French billionaire and Eir owner Xavier Niel is joining rival Patrick Drahi in taking his phone company private after customer losses and heavy spending sent its shares into a steady decline.
Iliad shares jumped as much as 62pc to Niel's offer price of €182. The deal values Iliad at about €10.85bn, according to Bloomberg calculations.
Niel has a 71pc stake in Iliad, which is the majority owner of Eir.
Iliad shook up the French market more than two decades ago with its low-cost cable TV and Internet services. Lately the industry's focus has shifted to combined fiber broadband, mobile and TV, forcing Iliad to redouble its network investment.
Rock-bottom interest rates have made it cheaper for owners to withdraw their businesses from the constant scrutiny of equity markets.
Drahi took his Altice Europe vehicle private in January, partly as a way to avoid paying for promised stock buybacks and focus his spending on reducing debt and network investments. Germany's Oliver Samwer is also attempting to take his tech incubator Rocket Internet off the stock market.
Iliad's shares have lost almost a third of their value in the past 12 months. New Street Research analysts put Iliad's fair value at €220 a share.
"In reality though, shareholders are likely to tender in our view given the recent share price performance," they said in a note.
The industry has fallen out of favor with equity investors in recent years as it gears up for big spending on 5G wireless and fiber networks. While they are needed for carriers to remain competitive, national regulators are likely to limit returns on those investments.
The pandemic-driven surge in home working has driven home the importance of the networks that drive the digital economy, yet phone companies' profits have barely budged due to fixed-price data plans and fierce competition.
Deals for European companies in tech, telecom and media have surged in the last two years, with buyers agreeing to spend about $124bn so far in 2021, keeping pace with last year's record, according to data compiled by Bloomberg. Acquirers offered about $215bn for European companies in the industry in 2020, the most in 20 years.

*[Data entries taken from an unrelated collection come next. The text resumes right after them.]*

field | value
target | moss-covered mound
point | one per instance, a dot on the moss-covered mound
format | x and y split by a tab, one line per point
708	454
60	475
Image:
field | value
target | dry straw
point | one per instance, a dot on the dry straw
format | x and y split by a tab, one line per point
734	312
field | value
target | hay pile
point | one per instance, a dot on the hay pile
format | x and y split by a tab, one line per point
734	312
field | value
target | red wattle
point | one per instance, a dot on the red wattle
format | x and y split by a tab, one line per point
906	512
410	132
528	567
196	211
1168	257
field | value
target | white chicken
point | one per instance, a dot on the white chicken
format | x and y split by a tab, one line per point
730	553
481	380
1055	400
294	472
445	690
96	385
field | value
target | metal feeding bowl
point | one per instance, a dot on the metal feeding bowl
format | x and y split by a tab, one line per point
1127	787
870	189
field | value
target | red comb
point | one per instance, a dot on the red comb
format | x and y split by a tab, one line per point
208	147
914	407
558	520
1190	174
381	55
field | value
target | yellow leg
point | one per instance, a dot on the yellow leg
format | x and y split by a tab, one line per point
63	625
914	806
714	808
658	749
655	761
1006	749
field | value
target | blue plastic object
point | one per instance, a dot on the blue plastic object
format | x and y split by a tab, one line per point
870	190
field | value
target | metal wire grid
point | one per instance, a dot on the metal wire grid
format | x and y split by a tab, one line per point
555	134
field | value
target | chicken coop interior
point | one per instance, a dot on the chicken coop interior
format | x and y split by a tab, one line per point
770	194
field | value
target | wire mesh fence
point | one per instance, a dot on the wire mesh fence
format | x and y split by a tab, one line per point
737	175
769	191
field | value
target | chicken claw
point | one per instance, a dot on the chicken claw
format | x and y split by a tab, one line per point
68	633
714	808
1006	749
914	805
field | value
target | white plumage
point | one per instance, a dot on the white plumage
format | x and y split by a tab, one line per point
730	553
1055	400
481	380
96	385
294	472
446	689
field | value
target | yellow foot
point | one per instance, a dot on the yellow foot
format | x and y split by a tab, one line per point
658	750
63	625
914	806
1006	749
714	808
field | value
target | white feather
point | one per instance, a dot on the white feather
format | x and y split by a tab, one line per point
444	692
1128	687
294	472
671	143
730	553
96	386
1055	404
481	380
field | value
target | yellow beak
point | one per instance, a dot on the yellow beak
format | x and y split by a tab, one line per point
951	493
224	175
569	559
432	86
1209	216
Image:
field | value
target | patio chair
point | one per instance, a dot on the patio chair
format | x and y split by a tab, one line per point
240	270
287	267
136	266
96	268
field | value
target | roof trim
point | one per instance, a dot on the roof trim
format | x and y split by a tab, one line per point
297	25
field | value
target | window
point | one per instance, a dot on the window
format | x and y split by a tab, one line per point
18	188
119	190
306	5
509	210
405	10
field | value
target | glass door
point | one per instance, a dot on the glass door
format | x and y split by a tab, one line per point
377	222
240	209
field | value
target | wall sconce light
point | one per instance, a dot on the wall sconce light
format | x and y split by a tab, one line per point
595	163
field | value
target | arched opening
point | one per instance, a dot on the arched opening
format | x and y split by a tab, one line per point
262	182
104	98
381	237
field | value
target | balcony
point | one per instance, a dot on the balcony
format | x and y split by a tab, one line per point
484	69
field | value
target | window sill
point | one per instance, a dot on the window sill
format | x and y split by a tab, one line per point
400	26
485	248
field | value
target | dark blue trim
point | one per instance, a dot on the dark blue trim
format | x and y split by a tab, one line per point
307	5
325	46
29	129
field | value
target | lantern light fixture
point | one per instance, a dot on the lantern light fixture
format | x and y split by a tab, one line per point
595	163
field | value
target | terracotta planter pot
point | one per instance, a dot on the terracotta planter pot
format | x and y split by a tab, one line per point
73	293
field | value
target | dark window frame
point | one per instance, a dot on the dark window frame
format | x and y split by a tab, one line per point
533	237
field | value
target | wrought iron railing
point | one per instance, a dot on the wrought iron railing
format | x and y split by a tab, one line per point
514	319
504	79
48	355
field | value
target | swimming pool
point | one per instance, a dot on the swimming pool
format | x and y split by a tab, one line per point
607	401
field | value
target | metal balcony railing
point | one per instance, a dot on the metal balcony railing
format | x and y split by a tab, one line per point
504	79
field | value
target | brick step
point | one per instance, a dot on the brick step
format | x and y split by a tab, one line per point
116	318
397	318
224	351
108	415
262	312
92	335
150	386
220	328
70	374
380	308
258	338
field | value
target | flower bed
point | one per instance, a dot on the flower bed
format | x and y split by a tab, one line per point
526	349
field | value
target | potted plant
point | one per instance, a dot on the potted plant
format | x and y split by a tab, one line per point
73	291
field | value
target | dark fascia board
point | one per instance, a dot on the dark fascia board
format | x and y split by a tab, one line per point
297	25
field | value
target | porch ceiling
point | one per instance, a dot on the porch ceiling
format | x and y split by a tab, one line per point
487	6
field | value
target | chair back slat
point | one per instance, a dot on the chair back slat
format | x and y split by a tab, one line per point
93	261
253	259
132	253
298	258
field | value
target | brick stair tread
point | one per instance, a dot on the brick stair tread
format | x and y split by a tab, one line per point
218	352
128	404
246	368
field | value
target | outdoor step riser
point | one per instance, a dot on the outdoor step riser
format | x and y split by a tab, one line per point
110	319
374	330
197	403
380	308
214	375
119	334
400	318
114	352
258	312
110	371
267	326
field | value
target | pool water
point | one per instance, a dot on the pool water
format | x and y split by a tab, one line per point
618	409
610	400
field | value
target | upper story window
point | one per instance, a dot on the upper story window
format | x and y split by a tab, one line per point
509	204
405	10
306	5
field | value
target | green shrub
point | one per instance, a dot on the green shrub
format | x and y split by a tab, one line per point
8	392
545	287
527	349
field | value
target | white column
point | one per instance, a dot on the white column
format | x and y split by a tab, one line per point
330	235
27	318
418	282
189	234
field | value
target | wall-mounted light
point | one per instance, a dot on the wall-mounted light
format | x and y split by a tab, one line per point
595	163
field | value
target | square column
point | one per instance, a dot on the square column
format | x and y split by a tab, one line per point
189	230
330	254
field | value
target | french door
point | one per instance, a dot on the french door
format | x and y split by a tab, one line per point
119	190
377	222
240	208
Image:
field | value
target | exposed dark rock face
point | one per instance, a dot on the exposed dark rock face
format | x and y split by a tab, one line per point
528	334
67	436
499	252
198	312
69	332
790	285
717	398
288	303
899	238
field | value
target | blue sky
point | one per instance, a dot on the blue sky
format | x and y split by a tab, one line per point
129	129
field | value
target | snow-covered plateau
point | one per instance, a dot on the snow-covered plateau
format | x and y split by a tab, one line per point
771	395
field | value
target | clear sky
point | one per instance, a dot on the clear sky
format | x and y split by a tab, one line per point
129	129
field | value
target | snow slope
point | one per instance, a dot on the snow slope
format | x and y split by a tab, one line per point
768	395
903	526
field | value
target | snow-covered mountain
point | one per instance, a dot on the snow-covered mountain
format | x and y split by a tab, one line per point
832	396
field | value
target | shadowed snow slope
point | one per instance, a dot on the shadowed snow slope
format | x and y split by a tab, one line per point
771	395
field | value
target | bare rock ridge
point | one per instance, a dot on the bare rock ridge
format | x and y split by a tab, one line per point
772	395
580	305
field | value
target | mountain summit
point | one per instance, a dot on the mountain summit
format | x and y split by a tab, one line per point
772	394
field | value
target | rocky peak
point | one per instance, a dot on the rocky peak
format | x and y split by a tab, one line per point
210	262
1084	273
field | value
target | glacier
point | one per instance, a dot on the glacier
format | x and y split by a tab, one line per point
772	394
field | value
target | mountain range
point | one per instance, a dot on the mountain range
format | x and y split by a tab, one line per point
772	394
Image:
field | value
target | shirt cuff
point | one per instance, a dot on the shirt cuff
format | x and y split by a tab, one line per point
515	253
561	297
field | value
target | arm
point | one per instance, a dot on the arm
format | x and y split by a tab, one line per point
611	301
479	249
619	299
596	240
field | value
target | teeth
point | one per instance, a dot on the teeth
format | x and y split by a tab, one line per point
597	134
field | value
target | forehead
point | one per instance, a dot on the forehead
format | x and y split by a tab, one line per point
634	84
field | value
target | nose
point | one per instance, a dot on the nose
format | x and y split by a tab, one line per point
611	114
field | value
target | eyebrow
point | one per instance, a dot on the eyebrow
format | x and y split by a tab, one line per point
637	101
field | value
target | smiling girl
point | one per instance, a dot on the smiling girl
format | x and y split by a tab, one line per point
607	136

Niel owns around 71pc of Iliad through his holding company, according to Friday's statement.
He's resorting to the junk bond market to help finance the buyout. A €3.6bn bridge loan via the holding entity arranged by BNP Paribas, Credit Agricole CIB, JPMorgan and Societe Generale will eventually be replaced by high-yield debt, according to a draft prospectus.
Iliad's new Italian business has begun to turn a profit and Niel now has his sights on Poland, where it's offered to buy Liberty Global Plc's operation in the country for around $1.9bn to expand its fixed-line business there.
"Iliad is now entering a new phase in its development, requiring rapid changes and major investments which will be easier to undertake as an unlisted company," Niel said in the statement.